Charlie had looked blankly at her for a second, then as if the name has passed through the air above them, he stepped back. “Oh no! No freaking way!”

“You have a better idea?” Tara had asked. “Come on, Charlie. Cousin Sid is perfect. He’s got a killer car, a criminal nature, and I’m willing to bet he’s got a sense of adventure. Plus, I hear he’s got a fake ID. He hangs out at those places. I can’t think of a better tour guide.”

“No,” Charlie had said.

“If you don’t ask him, I will,” Tara had said.

Charlie blew out an exasperated breath.

“Come on, Charlie,” Tara had said, cuddling up against him. “We need you. You’ve got crime-fighting genes.”

“Sometimes you really suck,” he’d told her.

“But that’s why you love me so much,” she’d said, kissing his cheek. He flushed.

 

T
ARA HELD THE JOINT
out to Reggie. “Try some. It’ll be good for you. It’ll slow down all the craziness in your head.”

Reggie reached for the joint and took a tentative little puff while they cruised through town. She’d never smoked pot before, never even tried a cigarette. Now here she was in the warm cocoon of Sid’s car, doing this totally criminal thing, and it gave her a rush; a sense of slipping out of her own skin and becoming something else entirely. It was a little like the way she’d felt with the razor blade in her hand. She coughed and sputtered as the smoke prickled her lungs.

Tara rolled her eyes. “You’re a total neophyte,” she said, and Reggie wanted to tell her not to bother showing off in front of Sid, ’cause he wasn’t exactly the type to be impressed by a big vocabulary.

“Tell me, Tara, does smoking dope bring you better in tune with the spirit world?” Charlie asked mockingly.

“Maybe it does, Chuckles, maybe it does,” she said, blowing smoke in his direction.

“What’s all this about?” Sid asked.

“Tara here talks to dead people. Sometimes they talk through her.”

“No shit?” Sid said, looking truly impressed as he turned to Tara. “How do you do that?”

“I don’t know,” Tara said, closing her eyes to think about it. “I guess it’s kind of like having a special antenna—”

“So now you’re an insect?” Charlie said.

“No, dumb ass,” Tara snapped. “I meant like a radio antenna. A super strong one that can pick up on far-off signals.”

“Can you do it now?” Sid asked.

She shook her head. “It doesn’t work like that. It’s up to the spirits, not me.”

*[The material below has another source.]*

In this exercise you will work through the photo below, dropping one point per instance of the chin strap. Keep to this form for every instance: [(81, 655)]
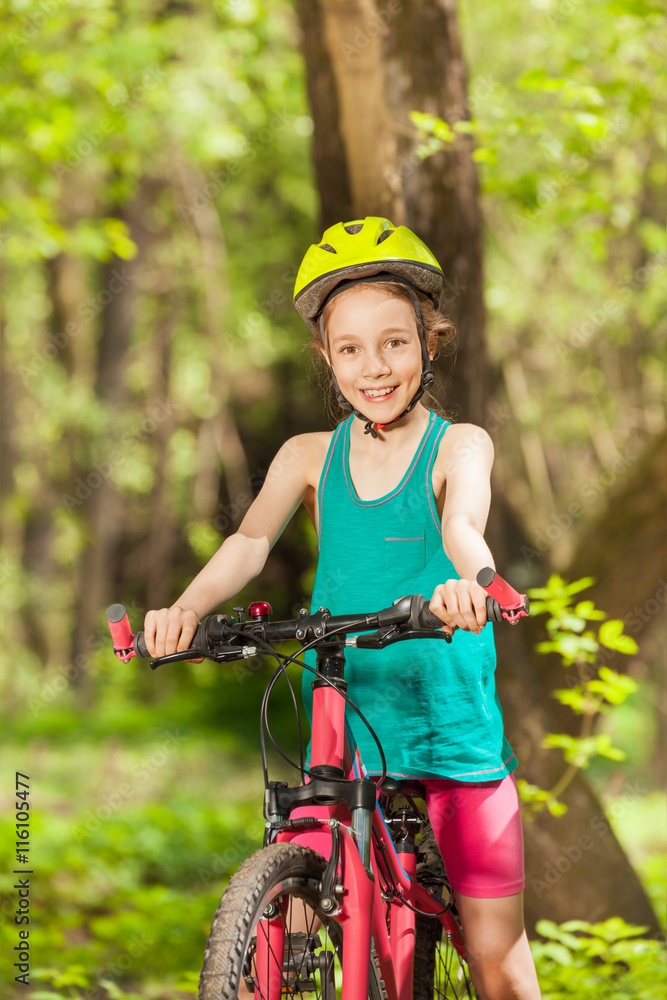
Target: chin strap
[(427, 375)]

Charlie laughed. “Riiiight,” he said.

Sid started singing, “I got a black magic woman, she’s got me so blind I can’t see . . .”

Before long, they were on Airport Road, driving past the barns used for curing tobacco, their red paint faded, and miles of white gauze netting supported on poles and wires, laid out like medieval tents to shade the sticky leafed plants. Reggie was remembering the flat tire, the sprained ankle. When the giant headshot of the candy cane waitress came up, she looked the other way and held her breath the way kids on school buses reminded each other to do when they were passing cemeteries. As if dead souls were floating around like puffs of smoke just waiting to be inhaled.

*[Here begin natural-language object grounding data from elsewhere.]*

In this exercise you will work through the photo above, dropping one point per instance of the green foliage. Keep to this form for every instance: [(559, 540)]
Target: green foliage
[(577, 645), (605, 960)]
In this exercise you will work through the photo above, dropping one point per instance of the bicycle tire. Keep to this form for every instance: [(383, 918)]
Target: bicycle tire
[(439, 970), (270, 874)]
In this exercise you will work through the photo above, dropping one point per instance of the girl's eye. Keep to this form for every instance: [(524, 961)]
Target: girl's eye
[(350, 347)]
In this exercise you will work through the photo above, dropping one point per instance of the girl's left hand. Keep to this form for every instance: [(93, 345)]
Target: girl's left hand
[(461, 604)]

“The best cigar wrappers in the world come from right here,” Sid said. “But you never want to work in those fields, fuck no. I did it for a summer. Me and my buddy Josh. You get paid shit. It’s a hundred and ten degrees under the shade cloth, and the tobacco juice is so sticky it rips all the hair out of your arms. Nature’s Nair, man. Seriously.”

Sid rubbed at his arms.

“And fistfights every day, no shit. Some tough assholes there. Prisoners on daylong furloughs, Puerto Ricans bused in from the north end of Hartford, day laborers down on their luck. Some of those fuckers carried guns to work.”

“No way,” Tara said, eyes wide.

Sid nodded. “Totally,” he said.

Charlie made a disgusted chuffing sound and turned away from them, looking out the window.

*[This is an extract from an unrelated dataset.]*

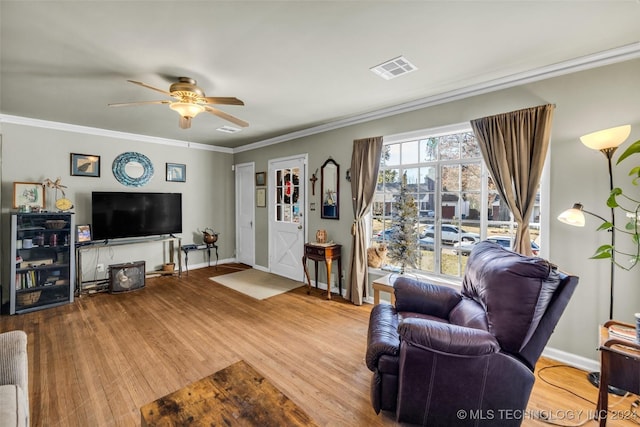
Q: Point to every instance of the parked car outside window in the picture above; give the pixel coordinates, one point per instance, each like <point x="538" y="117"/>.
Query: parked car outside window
<point x="464" y="248"/>
<point x="451" y="234"/>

Soon the road widened to four lanes and the farms gave way to low cinder block shopping plazas, cheap motels, and bars.

“So, what? We’re on some kind of lost-and-found missing-person mission or something?” Sid asked.

“We’re trying to find out what we can about Reggie’s mom,” Tara said. “Maybe track down some of her friends.”

Sid nodded, then glanced in the rearview mirror at Reggie in the backseat. “Tough fucking break, huh? Are they sure it’s your mom’s hand?”